Are the organelles in Arabidopsis root cells similar in morphology to those in onion leaf cells?

Answer 19

yes, similar morphology and comparable functions. but organization and distribution differ

Question 20

What does immunofluoresence microscopy do

Answer 20

visualize specific proteins, target them with antibodies conjugated to fluorescent proteins

Question 21

difference between epiflurosences and immuno in terms of localization

Answer 21

fluorescent = mislocalization, immunofluorescence = accurate localization proteins.

Question 22

lab 5 uses [blank] (direct or indirect) immunofluorescence, which involves [blank] antibodies to amplify the fluorescent signal for clearer imaging.

Answer 22

indirect, primary and secondary

Question 23

Primary Antibody

Answer 23

recognizes protein of interest, monospecific to reduce BG noise

Question 24

Secondary Antibody

Answer 24

conjugated to flurosecnet molecule, bind to primary antibody for enahnced visibility

Question 25

flurosecnet molecule in lab 5 use

Answer 25

alexa fluor 594

Question 26

lab 4 is about arabidopsis root epidermal cells whil lab 5 is about

Answer 26

immunofluroescent plasmodesmata in onion epidermal cells

Question 27

fixation process

Freshly sectioned onion epidermal peels are fixed in [blank] with paraformaldehyde and glutaraldehyde to preserve cell structure.

Answer 27

PBS

Question 28

enzymatic treatment

Cells are treated with [blank] to partially digest the cell wall, facilitating antibody penetration.

Answer 28

pectolyase and cellulase, digest cell wall for antibody penetration

Question 29

for blocking

Blocking buffer with [blank] reduces non-specific binding

Answer 29

BSA so it binds accurately

Question 30

Primary antibody (target protein of interest) incubation targets [blank], a component of [blank], specifically binding to callose around [blank] (the focus of lab 5…).

Answer 30

β-glucan, a component of callose, specifically binding to callose around plasmodesmata.

Question 31

Secondary antibody conjugated to [blank] (which fluorescent molecule) enhances fluorescence visibility.

Answer 31

alexa fluor 594

Question 32

Imaje J vs GIMP

Answer 32

basic adjustments like brightness, contrast, and overlays of multi-channel images.

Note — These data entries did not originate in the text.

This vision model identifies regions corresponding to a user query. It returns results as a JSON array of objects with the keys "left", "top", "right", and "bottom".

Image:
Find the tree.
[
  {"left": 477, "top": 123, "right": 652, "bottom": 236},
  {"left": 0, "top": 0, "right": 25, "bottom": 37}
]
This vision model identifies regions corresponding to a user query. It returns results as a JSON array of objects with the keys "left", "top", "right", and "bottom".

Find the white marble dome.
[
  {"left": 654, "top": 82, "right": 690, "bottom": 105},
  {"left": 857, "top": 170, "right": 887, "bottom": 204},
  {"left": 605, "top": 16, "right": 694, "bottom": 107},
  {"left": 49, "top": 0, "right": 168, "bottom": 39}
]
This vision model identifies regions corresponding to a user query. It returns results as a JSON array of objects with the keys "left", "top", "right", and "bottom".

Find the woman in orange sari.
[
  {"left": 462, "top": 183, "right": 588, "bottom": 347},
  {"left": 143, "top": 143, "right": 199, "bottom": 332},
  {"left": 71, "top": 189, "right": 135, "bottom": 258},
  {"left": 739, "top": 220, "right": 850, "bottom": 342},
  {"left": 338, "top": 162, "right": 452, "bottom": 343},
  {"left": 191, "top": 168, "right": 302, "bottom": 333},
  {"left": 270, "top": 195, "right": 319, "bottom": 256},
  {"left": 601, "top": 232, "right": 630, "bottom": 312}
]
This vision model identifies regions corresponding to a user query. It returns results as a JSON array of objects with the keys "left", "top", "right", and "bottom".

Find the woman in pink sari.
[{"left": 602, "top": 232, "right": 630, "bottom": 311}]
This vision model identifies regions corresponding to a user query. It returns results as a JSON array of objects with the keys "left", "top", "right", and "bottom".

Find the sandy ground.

pseudo-coloring and adding scale bars or insets for clearer publication-quality figures.

Question 33

Callose, a β-glucan polymer, forms around plasmodesmata, regulating [BLANK] transport.

Answer 33

intracellular

Question 34

double labelling capacity of immunofluorescence

Immunofluorescence allows for simultaneous visualization of [blank]

Answer 34

two proteins in one cell

Question 35

What is the difference between a monoclonal and polyclonal antibody?

Answer 35

Monoclonal = high specificity, single epitope on protein, weaker signal

polyclonal = less specifity (more BG noise) multiple epitopes, stronger signal

Question 36

What is the function of the fixative, pectolyase/cellulase, and Triton-X 100 in this procedure

Answer 36

fixative: Preserves cell structure by cross-linking proteins.

pectolyase/cellulase: Partially digests cell walls to increase antibody access.

Permeabilizes cell membranes to allow antibodies to enter cells.

Question 37

How can you fluorescently label two proteins simultaneously in one cell?

Answer 37

use primary antibodies raised in different species, and secondary antibodies tagged with distinct fluorophores.